Le pétrole irakien n’est pas l’enjeu

Il est lassant de lire à longueur d’articles des insatiables commentaires sur les non-dits des intérêts américains, mais les mêmes ne dissertent guère sur les objectifs des Saddam et autres Ben Laden. Comme si ces derniers étaient inexistants ou purement artificiels.
Et les commentaires sont si intarissables sur les besoins en pétrole des USA, de l’Occident, quoique que peu diserts quant au reste, qu'il serait néanmoins tentant de les prendre au mot.
Si en effet il ne s’agit que de pétrole, il fallait dans ce cas laisser l’Irak envahir le Koweït puis l’Arabie Saoudite en 1991. Il en aurait résulté un prix unifié du baril saoudi-koweïto-irakien, et donc un moindre coût d’extraction à terme par effet d’échelle. Pourquoi les Américains n’y ont-il pas pensé ?

Par ailleurs, il suffirait que ceux-là acceptent que les sanctions contre l’Irak soient levées pour que, à terme, Saddam vende le pétrole aux compagnies pétrolières américaines et britanniques. Pourquoi les Américains ne le font pas ?
Parce qu’il n’y a pas que le problème de la maîtrise des ressources en politique, surtout en matière géostratégique.

Il existe des faits, réels, et non pas spéculatifs, et ils ont trait à la volonté de puissance de certains dirigeants arabes qui préfèrent une logique de guerre pour effacer le retard économique et technologique de plus en plus grand pris par leurs pays. Or le temps presse. Le déploiement mondial des désirs de plus en plus individualisés que des techniques de plus en plus sophistiquées tentent de satisfaire, craquèlent de plus en plus les sociétés fermées qui, telles les espèces les entreprises les institutions incapables de muter, glissent imperceptiblement vers la disparition.
C’est là l’enjeu principal. Soit les dirigeants de ces pays arabes font leur aggiornamento et vont franchement vers la démocratie, soit ces dirigeants enfoncent de plus en plus leurs pays dans la gabegie et le sous-développement. Or la politique suicidaire d’Hussein et de Ben Laden n’en fait qu’accélérer les termes puisque, en retour, la seule issue à leur montée aux extrêmes résidera dans leur destruction absolue et irréversible. Hitler et Hiro-Hito n’avaient rien voulu savoir. À qui le tour ?
Mais loin de ces considérations nos doctes stratèges expliqueront que les Américains étaient seulement venus mourir sur les plages de Normandie pour arracher le marché européen des griffes du concurrent nazi. Ce n'est pas si sûr. Hitler n’était pas, du tout, contre l’existence d’un capitalisme européen dominé par l’Allemagne. Les USA auraient même trouvé un marché unique avant la lettre permettant d’écouler plus massivement leurs marchandises.
Hitler n'avait pas l'argent comme but.
Quand cessera-t-on de penser que seul l’argent mène le monde alors que les soifs de pouvoir et de prestige sont tout aussi enivrantes ? Saddam et Ben Laden ont l’argent. Ils leur manquent le pouvoir.
Comment peut-on encore s’obstiner à penser que la volonté de dominer ne peut être qu’occidentale ? Comment ne pas observer que pour maintenir sous le joug et dans l’ignorance les femmes et les jeunes qui ruent dans les brancards certains dirigeants arabes sont prêts à jeter leurs peuples dans leur néant ?

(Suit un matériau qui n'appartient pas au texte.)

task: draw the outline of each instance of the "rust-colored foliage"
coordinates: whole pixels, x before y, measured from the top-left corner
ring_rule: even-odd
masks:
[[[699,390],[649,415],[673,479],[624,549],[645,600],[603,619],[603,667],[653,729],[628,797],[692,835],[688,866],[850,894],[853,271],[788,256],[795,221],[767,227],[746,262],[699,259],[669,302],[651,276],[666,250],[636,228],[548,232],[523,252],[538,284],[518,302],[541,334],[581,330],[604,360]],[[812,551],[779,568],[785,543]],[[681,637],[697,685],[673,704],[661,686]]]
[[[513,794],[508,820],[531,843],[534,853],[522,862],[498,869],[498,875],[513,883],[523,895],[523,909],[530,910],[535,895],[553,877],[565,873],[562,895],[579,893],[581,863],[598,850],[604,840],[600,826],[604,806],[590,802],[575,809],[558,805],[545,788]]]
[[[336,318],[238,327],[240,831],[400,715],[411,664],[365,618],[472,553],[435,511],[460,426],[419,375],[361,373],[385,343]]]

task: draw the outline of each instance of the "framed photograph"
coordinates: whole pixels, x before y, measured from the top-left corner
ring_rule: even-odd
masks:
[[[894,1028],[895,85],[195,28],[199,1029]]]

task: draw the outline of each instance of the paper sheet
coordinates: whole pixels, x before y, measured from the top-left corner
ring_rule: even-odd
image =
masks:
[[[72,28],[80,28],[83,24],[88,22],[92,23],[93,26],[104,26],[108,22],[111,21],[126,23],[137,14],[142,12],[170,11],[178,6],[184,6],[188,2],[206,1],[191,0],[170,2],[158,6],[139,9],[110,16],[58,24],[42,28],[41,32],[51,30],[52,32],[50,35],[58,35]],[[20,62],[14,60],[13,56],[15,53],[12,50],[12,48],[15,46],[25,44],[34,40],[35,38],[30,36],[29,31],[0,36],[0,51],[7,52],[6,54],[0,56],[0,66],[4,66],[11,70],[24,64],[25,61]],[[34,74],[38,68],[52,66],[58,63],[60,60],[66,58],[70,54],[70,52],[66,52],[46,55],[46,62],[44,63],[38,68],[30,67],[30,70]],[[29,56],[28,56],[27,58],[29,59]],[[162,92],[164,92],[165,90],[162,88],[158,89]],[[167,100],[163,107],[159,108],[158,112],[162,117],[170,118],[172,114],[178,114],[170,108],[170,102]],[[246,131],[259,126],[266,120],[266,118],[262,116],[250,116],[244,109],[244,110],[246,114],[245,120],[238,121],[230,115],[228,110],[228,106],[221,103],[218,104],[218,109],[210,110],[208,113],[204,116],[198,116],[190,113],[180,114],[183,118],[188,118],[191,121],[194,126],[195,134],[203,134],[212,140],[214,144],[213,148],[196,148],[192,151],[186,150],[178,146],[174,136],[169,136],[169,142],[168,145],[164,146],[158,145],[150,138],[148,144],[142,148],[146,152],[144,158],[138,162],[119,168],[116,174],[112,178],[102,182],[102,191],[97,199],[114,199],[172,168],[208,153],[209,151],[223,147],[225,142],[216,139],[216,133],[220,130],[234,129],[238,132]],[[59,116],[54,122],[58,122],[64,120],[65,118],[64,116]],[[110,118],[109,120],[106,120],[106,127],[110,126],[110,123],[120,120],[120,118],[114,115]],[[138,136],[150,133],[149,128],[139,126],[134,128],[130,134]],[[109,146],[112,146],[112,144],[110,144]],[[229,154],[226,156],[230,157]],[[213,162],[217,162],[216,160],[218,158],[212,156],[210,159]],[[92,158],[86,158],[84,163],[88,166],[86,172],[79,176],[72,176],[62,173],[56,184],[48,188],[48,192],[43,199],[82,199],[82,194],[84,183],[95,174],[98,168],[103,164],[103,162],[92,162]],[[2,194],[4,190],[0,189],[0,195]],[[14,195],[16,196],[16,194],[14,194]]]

Pourquoi en Europe, et particulièrement en Allemagne et en France, des intellectuels et des politiques s’obstinent à tromper l’opinion en ne voyant le mal que d’un seul côté : l’Amérique ?
N’est-ce pas précisément ce que l’on reproche à celle-là ? Ne voit-on pas qu’en persistant à noircir les raisons américaines et britanniques et à blanchir les raisons d’Hussein et de Ben Laden, l’on persiste dans le simplisme qui ne réussira à calmer ni les uns ni les autres ? La misère et la faim dans le monde sont bien plus les résultats des dictatures que des démocraties.

Comment se fait-il par exemple que les Kurdes en Irak, qui bénéficient du programme « pétrole contre nourriture », commencent non seulement à survivre, mais se développent tandis que les irakiens restant sous le joug de Saddam s’appauvrissent ? Pourquoi? N’est-ce pas parce que les Kurdes utilisent l’argent du pétrole à bon escient et non à des fins obscures et aventuristes ?

Mais au fond à quoi bon argumenter quand le désir de (se) tromper est le plus fort et, surtout, reste un bon moyen pour défendre des positions de pouvoir et de prestige, deux biens si prisés... en France et en Allemagne.